Visual clusters also can identify groups of documents that may not need to be reviewed at all, or groups that counsel determine, after reviewing a sample, are not pertinent to the issues in the lawsuit.
Clustering groups of conceptually similar documents further allows counsel to identify potentially fruitful areas of inquiry that had not previously been considered. With this approach, counsel can unearth new defenses, claims, potential witnesses, and theories of the case.
Another tool with the same objectives in mind is Brainspace Discovery’s Concept Cluster Wheel.10 The underlying technology is different than that used by Relativity — and there is not room here to discuss the merits and shortcomings of each — but the uses to which they can be put are similar. (See Figure 3.)

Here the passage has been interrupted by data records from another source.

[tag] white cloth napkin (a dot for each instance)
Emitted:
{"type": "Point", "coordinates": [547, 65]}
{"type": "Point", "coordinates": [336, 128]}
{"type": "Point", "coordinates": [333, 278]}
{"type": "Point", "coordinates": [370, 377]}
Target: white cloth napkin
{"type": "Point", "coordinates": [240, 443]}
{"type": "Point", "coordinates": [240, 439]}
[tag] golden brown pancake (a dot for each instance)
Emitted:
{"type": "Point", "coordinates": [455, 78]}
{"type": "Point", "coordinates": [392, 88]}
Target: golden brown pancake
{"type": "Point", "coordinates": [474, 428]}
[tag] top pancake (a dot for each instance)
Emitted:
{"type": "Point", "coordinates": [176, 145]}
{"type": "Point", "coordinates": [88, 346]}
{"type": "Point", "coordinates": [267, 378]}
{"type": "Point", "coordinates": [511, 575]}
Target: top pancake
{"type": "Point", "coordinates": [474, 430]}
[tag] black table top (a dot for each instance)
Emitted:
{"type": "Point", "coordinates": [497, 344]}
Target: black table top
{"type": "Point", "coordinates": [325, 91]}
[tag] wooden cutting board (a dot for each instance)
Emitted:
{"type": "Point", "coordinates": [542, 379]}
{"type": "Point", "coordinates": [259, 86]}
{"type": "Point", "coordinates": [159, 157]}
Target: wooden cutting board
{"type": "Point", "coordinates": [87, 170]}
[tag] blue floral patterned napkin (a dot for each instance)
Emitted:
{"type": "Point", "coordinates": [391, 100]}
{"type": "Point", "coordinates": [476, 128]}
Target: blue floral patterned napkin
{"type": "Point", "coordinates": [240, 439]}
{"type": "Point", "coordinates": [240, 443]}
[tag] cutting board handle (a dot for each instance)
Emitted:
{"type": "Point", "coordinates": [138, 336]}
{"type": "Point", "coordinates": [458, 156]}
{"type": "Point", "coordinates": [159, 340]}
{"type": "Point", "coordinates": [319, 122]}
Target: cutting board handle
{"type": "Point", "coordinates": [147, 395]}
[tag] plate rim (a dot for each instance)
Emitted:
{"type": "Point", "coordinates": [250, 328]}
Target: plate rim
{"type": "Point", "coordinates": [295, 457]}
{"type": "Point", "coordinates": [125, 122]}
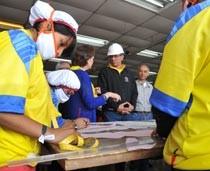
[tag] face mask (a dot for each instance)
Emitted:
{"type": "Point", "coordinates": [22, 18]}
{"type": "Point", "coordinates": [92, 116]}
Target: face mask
{"type": "Point", "coordinates": [62, 97]}
{"type": "Point", "coordinates": [45, 43]}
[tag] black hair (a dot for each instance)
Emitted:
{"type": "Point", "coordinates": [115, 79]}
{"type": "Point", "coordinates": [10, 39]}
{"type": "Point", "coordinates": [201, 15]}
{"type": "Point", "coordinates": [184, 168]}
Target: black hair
{"type": "Point", "coordinates": [83, 53]}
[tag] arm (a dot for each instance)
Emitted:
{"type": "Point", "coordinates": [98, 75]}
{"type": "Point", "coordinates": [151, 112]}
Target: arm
{"type": "Point", "coordinates": [164, 122]}
{"type": "Point", "coordinates": [102, 83]}
{"type": "Point", "coordinates": [29, 127]}
{"type": "Point", "coordinates": [86, 93]}
{"type": "Point", "coordinates": [134, 93]}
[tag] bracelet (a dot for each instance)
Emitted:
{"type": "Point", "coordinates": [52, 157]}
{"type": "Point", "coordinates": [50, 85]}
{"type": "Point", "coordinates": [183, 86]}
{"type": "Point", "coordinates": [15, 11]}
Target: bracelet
{"type": "Point", "coordinates": [75, 125]}
{"type": "Point", "coordinates": [105, 97]}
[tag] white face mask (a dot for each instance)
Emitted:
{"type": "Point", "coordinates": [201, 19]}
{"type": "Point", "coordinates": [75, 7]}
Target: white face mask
{"type": "Point", "coordinates": [62, 97]}
{"type": "Point", "coordinates": [45, 43]}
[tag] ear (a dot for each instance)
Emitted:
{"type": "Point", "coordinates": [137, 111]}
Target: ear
{"type": "Point", "coordinates": [46, 26]}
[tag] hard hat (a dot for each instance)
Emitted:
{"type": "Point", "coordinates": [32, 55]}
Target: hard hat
{"type": "Point", "coordinates": [115, 49]}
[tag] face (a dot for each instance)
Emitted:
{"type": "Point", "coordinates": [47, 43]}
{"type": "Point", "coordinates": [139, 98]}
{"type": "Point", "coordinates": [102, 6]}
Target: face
{"type": "Point", "coordinates": [68, 91]}
{"type": "Point", "coordinates": [143, 73]}
{"type": "Point", "coordinates": [90, 62]}
{"type": "Point", "coordinates": [62, 42]}
{"type": "Point", "coordinates": [116, 60]}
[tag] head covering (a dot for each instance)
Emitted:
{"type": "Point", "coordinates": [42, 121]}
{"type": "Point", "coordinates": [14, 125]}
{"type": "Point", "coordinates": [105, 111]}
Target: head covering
{"type": "Point", "coordinates": [41, 11]}
{"type": "Point", "coordinates": [115, 49]}
{"type": "Point", "coordinates": [63, 77]}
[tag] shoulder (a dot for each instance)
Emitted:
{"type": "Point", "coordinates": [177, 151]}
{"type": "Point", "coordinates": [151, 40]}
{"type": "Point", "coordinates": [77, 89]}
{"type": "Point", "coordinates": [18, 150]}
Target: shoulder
{"type": "Point", "coordinates": [82, 75]}
{"type": "Point", "coordinates": [23, 44]}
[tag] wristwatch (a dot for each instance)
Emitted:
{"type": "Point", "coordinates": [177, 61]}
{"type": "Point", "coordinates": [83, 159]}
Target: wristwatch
{"type": "Point", "coordinates": [44, 137]}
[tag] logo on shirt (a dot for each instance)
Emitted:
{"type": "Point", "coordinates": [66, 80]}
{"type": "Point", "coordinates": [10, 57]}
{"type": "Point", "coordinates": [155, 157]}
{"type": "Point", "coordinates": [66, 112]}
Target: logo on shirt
{"type": "Point", "coordinates": [126, 79]}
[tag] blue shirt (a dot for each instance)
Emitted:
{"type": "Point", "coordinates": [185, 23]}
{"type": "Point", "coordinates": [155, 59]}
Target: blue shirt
{"type": "Point", "coordinates": [83, 103]}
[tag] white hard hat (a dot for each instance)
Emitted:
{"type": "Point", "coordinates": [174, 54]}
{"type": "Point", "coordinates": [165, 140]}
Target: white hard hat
{"type": "Point", "coordinates": [42, 11]}
{"type": "Point", "coordinates": [115, 49]}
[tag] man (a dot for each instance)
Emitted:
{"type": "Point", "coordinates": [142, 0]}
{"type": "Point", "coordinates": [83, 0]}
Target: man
{"type": "Point", "coordinates": [118, 79]}
{"type": "Point", "coordinates": [62, 65]}
{"type": "Point", "coordinates": [181, 95]}
{"type": "Point", "coordinates": [26, 107]}
{"type": "Point", "coordinates": [143, 106]}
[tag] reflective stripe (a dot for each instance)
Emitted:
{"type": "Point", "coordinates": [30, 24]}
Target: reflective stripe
{"type": "Point", "coordinates": [24, 46]}
{"type": "Point", "coordinates": [167, 103]}
{"type": "Point", "coordinates": [186, 16]}
{"type": "Point", "coordinates": [12, 104]}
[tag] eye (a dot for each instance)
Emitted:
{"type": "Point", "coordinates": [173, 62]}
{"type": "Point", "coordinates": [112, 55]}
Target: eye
{"type": "Point", "coordinates": [62, 43]}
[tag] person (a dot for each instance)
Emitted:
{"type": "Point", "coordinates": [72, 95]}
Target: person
{"type": "Point", "coordinates": [180, 97]}
{"type": "Point", "coordinates": [83, 103]}
{"type": "Point", "coordinates": [26, 108]}
{"type": "Point", "coordinates": [65, 83]}
{"type": "Point", "coordinates": [62, 65]}
{"type": "Point", "coordinates": [116, 77]}
{"type": "Point", "coordinates": [143, 106]}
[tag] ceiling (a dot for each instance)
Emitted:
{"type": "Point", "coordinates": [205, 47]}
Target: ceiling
{"type": "Point", "coordinates": [135, 28]}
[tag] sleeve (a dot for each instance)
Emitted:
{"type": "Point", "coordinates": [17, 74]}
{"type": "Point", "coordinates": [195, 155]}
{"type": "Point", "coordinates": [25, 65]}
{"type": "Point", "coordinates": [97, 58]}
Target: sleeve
{"type": "Point", "coordinates": [16, 53]}
{"type": "Point", "coordinates": [134, 93]}
{"type": "Point", "coordinates": [86, 93]}
{"type": "Point", "coordinates": [182, 61]}
{"type": "Point", "coordinates": [164, 121]}
{"type": "Point", "coordinates": [102, 83]}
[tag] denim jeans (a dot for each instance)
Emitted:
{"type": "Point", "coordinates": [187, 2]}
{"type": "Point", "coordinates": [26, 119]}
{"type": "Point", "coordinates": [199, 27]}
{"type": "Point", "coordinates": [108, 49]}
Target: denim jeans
{"type": "Point", "coordinates": [114, 116]}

The two tools deliver different results (they do use different underlying technologies, after all), which is precisely the reason to use both tools rather than just one or the other. For example, a firm might start with ESI housed in Relativity and then port portions of that data to Brainspace to evaluate it using the Concept Cluster Wheel. You could then port the results of your examinations back into Relativity, to make use of them there.
Communication Analysis,11 another Brainspace visualization tool, displays networks of communications, such as email and instant messaging. (See Figure 4.)
With Communication Analysis, communications can be displayed by person, as in the accompanying example, or by domain. You can choose whether to show ‘to,’ ‘cc,’ ‘bcc,’ or any combination of those, and whether to show incoming traffic, outgoing traffic, or both. You can zoom in or out, and you can filter the results in numerous ways. If you are trying to figure out who communicated with whom, about what, and when, a tool like this can be a great asset.
Tableau has been available for over 15 years and is widely used in the larger data analytics world, not just the e-discovery market. Tableau can be used to show clients what types of files they have in their data, sometimes even before the data has been preserved. That information can be displayed with circles, where the larger the circle, the more files of that type were in the population examined, or by file size, file count, and file size by custodian. All are shown in the accompanying example. (See Figure 5.)
Tableau helps you better understand how much data has been filtered out at different stages of the review process. (See Figure 6.)
Tableau can also help you better understand the effectiveness of different keywords and combinations of keywords. This enhances your ability to decide which keywords to use, and which to dispense with, as you are evaluating ESI, making decisions about search strategies, and negotiating with opposing counsel. (See Figure 7.)
With this article, I have only touched on the myriad ways in which data visualization can be used to enhance the ability of counsel and their clients to work with and understand the ESI they must contend with in the matters they handle. I also highlighted only a few of the many data visualization tools that can be used toward these ends.
The use of data visualization tools is not yet commonplace among law firms and legal departments (Relativity’s numbers notwithstanding). The use is expanding, however, and rapidly. You may not have seen examples like the ones in this article yet, but expect to see them soon — and not just in articles and at conferences but in courtrooms as well.